The Expo itself, it's quite the thing. I'm not sure I'll ever get used to being a member of the press. I'm still like Mr. Bean boarding the airplane to discover that he's sitting in first class, showing off the badge to everybody as if it mattered to them. Of course, this feeling of importance is greatly diminished when you're enjoying a turkey croissant sandwich in the press room, reading over the notes of your interview with Westlake Interactive (the article is coming soon, Suellen, I promise), when in walks a twelve-year old kid with a media badge around his neck, bragging about how Steve Jobs gave him an exclusive interview about the Cube. Of course, that's not nearly as annoying as that prepress guy who was sure that everyone in the room wanted to hear what he felt about Word 6.0 and Apple's reseller policy in Turkey. Everytime I entered the press room that guy was in their carrying-on about something. Heck, he's probably still there, talking to the cockroaches about their an underappreciated demographic for Apple.

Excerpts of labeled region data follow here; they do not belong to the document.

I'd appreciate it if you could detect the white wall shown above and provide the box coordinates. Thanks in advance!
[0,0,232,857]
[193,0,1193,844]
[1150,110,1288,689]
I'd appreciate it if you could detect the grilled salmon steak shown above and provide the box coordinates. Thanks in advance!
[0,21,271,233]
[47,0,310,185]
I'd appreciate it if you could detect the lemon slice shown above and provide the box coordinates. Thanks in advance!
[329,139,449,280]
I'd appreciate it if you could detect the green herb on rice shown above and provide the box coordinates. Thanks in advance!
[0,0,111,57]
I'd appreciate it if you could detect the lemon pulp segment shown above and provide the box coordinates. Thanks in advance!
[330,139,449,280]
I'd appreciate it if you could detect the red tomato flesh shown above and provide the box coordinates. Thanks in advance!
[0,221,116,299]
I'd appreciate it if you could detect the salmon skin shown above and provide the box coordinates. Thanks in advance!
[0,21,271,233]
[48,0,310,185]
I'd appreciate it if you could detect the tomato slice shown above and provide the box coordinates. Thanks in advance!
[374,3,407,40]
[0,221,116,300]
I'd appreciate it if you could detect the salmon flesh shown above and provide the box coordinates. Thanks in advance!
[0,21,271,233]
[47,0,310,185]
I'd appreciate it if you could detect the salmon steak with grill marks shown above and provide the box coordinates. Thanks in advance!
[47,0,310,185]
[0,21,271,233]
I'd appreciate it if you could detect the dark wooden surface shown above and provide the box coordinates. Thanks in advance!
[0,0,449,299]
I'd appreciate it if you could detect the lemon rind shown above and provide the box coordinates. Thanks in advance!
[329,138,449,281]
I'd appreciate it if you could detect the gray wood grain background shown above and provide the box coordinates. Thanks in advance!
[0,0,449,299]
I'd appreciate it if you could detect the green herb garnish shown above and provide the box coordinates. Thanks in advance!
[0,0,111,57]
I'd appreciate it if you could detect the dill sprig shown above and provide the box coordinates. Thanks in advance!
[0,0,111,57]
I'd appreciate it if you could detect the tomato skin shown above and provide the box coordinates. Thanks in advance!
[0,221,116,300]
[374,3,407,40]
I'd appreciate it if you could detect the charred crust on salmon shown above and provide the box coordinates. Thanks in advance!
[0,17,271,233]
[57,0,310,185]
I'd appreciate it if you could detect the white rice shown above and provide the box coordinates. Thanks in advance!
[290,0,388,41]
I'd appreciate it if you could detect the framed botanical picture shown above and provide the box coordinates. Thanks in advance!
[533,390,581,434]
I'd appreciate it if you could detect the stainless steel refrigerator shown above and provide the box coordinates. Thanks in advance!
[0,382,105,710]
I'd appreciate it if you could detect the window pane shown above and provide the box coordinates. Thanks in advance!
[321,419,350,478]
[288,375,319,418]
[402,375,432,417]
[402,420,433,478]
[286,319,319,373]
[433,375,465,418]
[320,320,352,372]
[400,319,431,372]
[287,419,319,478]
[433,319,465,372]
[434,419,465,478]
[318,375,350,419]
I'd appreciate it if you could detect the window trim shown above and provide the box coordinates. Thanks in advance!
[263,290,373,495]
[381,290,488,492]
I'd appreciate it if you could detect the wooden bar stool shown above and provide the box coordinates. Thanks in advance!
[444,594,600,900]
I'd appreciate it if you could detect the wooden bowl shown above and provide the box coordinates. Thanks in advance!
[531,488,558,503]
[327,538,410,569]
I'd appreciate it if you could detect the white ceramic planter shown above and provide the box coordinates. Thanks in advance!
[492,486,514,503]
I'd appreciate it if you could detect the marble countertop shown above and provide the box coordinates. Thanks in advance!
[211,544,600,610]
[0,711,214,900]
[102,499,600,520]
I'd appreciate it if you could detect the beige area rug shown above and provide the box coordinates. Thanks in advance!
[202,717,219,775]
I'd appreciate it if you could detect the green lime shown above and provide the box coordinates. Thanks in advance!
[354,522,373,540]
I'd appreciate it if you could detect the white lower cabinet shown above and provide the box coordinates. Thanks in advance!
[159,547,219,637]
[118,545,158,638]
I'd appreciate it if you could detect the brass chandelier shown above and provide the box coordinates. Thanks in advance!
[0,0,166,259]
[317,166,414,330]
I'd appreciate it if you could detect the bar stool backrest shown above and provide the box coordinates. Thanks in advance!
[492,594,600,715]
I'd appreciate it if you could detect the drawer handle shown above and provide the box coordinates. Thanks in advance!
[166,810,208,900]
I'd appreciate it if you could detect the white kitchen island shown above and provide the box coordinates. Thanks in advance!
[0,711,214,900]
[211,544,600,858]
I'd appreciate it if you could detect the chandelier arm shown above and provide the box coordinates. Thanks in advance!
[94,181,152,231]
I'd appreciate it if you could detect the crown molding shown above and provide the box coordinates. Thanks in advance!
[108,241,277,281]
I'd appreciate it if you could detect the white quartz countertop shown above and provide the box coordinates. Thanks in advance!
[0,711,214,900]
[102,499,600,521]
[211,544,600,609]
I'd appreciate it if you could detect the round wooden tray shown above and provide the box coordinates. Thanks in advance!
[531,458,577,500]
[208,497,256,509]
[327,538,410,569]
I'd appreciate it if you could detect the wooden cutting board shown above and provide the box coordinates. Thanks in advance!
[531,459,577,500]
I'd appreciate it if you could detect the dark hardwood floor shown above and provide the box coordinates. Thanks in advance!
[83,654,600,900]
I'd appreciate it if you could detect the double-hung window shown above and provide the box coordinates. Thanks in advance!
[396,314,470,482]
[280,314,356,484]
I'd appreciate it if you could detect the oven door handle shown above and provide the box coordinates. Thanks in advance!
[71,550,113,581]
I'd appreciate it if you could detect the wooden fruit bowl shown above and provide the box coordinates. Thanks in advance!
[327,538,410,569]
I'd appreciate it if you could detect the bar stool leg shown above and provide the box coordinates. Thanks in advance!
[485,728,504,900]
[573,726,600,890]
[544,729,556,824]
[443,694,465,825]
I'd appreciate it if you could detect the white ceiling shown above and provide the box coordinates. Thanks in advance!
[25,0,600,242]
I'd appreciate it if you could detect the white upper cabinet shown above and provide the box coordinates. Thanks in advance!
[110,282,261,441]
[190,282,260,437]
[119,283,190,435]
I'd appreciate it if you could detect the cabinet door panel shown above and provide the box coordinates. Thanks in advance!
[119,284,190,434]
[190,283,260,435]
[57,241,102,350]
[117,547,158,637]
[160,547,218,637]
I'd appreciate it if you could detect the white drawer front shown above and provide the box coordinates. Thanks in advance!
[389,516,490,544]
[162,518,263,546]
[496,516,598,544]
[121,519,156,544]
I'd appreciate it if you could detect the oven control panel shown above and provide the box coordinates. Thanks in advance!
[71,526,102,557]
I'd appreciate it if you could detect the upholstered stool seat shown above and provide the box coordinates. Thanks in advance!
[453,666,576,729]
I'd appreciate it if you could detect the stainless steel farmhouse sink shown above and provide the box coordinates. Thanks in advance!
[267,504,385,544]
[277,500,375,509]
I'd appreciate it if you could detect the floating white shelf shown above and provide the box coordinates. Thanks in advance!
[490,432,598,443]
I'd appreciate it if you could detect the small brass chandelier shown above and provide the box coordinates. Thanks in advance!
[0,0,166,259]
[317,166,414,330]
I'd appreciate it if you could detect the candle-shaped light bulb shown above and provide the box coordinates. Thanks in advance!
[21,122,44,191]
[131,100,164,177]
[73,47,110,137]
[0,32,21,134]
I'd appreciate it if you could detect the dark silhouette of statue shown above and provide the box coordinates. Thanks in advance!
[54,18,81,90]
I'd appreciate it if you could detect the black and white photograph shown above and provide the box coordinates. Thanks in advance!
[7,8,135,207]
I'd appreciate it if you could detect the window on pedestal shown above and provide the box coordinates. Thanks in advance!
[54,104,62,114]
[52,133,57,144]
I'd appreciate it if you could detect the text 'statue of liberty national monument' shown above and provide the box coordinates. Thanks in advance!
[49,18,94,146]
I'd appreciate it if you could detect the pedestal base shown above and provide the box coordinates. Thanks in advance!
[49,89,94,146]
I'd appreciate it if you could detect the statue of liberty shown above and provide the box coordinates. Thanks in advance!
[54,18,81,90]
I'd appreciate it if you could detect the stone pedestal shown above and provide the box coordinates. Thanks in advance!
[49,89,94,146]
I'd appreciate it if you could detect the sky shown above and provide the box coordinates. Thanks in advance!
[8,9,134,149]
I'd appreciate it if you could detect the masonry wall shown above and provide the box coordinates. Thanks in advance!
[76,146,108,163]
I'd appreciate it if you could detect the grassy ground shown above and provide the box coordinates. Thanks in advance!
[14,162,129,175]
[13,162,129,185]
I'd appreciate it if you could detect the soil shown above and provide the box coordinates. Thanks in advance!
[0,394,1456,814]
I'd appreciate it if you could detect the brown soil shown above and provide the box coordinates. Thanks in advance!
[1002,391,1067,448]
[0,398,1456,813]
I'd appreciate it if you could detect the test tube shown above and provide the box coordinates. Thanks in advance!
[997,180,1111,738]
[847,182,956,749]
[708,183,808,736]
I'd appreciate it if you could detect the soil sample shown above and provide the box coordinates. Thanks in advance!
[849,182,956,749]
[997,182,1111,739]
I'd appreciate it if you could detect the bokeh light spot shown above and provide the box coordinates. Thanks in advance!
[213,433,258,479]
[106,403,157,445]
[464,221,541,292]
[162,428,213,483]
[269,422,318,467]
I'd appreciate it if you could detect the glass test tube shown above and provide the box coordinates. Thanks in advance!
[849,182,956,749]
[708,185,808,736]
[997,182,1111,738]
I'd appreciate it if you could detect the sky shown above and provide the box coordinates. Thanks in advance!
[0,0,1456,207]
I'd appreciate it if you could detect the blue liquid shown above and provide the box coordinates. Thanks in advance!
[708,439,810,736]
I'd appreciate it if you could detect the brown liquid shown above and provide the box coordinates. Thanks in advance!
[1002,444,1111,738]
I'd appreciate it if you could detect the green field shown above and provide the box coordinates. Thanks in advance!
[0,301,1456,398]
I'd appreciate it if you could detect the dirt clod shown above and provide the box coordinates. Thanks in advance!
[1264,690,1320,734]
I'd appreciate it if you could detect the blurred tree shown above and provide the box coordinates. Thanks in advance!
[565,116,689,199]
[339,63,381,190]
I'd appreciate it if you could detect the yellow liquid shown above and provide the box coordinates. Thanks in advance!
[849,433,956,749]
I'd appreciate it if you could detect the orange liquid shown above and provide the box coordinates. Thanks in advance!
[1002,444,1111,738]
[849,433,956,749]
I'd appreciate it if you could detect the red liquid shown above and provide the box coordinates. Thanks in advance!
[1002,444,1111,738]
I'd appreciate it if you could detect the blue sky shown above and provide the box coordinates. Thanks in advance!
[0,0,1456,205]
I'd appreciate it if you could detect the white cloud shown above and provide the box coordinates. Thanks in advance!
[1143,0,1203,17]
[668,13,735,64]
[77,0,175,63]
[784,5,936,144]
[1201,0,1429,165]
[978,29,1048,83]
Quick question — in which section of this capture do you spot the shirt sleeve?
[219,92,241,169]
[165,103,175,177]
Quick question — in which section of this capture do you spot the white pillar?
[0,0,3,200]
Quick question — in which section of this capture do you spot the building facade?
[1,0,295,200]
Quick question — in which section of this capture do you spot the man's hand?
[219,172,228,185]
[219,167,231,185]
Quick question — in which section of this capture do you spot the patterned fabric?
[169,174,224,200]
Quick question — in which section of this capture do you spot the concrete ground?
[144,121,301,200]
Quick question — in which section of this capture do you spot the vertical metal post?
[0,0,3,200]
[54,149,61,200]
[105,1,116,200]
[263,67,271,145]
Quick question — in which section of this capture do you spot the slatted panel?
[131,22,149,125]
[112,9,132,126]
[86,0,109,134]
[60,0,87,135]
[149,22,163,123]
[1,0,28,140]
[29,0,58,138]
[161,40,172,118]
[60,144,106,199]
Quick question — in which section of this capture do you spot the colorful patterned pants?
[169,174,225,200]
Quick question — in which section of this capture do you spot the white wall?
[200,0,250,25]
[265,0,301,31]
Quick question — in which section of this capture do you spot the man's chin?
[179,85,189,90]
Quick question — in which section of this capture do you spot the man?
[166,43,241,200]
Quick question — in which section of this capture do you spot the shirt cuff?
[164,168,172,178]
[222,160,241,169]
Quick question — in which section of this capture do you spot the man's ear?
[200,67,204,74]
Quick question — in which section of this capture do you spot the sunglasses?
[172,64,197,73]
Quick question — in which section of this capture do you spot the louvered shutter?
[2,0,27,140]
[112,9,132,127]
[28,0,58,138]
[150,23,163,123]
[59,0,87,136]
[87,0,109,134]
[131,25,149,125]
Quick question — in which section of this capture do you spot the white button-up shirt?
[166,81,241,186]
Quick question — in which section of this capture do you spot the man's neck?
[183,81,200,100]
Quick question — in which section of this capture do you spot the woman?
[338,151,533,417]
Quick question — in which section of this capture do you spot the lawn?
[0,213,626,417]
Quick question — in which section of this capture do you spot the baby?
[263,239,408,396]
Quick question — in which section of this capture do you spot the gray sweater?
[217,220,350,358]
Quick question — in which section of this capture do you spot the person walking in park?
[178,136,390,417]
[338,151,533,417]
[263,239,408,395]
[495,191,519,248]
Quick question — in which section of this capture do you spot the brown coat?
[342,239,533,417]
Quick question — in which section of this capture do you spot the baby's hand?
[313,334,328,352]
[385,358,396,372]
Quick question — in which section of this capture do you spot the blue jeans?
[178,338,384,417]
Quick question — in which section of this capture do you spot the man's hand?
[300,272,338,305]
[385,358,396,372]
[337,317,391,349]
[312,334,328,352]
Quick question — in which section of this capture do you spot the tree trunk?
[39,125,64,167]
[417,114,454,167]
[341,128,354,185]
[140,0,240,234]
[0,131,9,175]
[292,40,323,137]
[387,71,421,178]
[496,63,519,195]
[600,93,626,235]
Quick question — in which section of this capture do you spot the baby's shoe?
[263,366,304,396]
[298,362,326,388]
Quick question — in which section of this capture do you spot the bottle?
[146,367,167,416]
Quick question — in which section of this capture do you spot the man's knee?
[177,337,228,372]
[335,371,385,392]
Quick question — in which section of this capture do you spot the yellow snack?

But the real action isn't in the press room, of course, it's on the show floor. Were it not for the complete and total lack of 60-year-old widows with faces tighter than the head of a snare drum and enough jewelry to sink an oil tanker, I would've sworn I was in some Atlantic City casino. With the music pumping from the Audio Pavilion, the voices shrilling over Peavy speakers in the demo booths, and the children clammoring around Blizzard's booth, it became hard to fight the urge to just drop my note pad and find the slot machines. I probably would've too, were it not for that constant voice in my head...

"Franklin. Franklin."

I really hope a couple of you get that one.

When people ask if I enjoyed my years living in New York, I don't hesitate to say, "Yes." I firmly believe that everyone should live at least two years of his/her life there, as it's something that everyone should experience. It's the same with the Macworld Expo; every Mac user should experience it. The sheer magnitude should be incentive enough to make the trip. After seeing the Mac software and hardware relegated to tiny little corners in warehouse sized "superstores," it's encouraging to see the products take up a building as large as the Jacob K. Javits Center. It's even more encouraging to talk with representatives and salespeople who have some inkling as to that about which they're talking. And what's more, they listen to you there. Have a suggestion or a question about a certain product? Just head to the manufacturer's booth. They love to be crowded there.

Unless, of course, you're like that kid who poured all of his G3 troubles out upon poor David Reynolds of XLR8.

"Apple better fix that thing for free or they're gonna lose a customer."

Yeah, take that Apple, ya jerks. My dad can beat up your dad, you know.

But now, of course, my goal is to make it to Macworld San Francisco. With a wedding approaching, a G4 I'm still paying off, and a new Japanese Godzilla movie I'll have to see a dozen times, that most likely won't happen. It's probably for the best, as it won't be until Macworld New York 2001 that I climb my way out from under all the review software and hardware I ended up with this year. I mean, I still haven't even developed the pictures from the Expo, and there are some pretty nice shots in there. A couch made of Macintosh SEs? Put one of those in my living room! If I only I had the money for a digital camera. Maybe next time I really will steal some woman's purse.

Nah. That wouldn't be the Christian thing to do. And do you know what? It wouldn't be the New York thing to do. New York is not a perfect city, sure, it's also not the hell that so many people who have never been there make it out to be. Likewise, the Mac is not a perfect computer, but it's also not the door stop that people who have never used it make it out to be. Visiting New York may not make everyone want to move there, and using the Mac may not win everyone over from the PC, but they'll certainly be better people for having experienced either.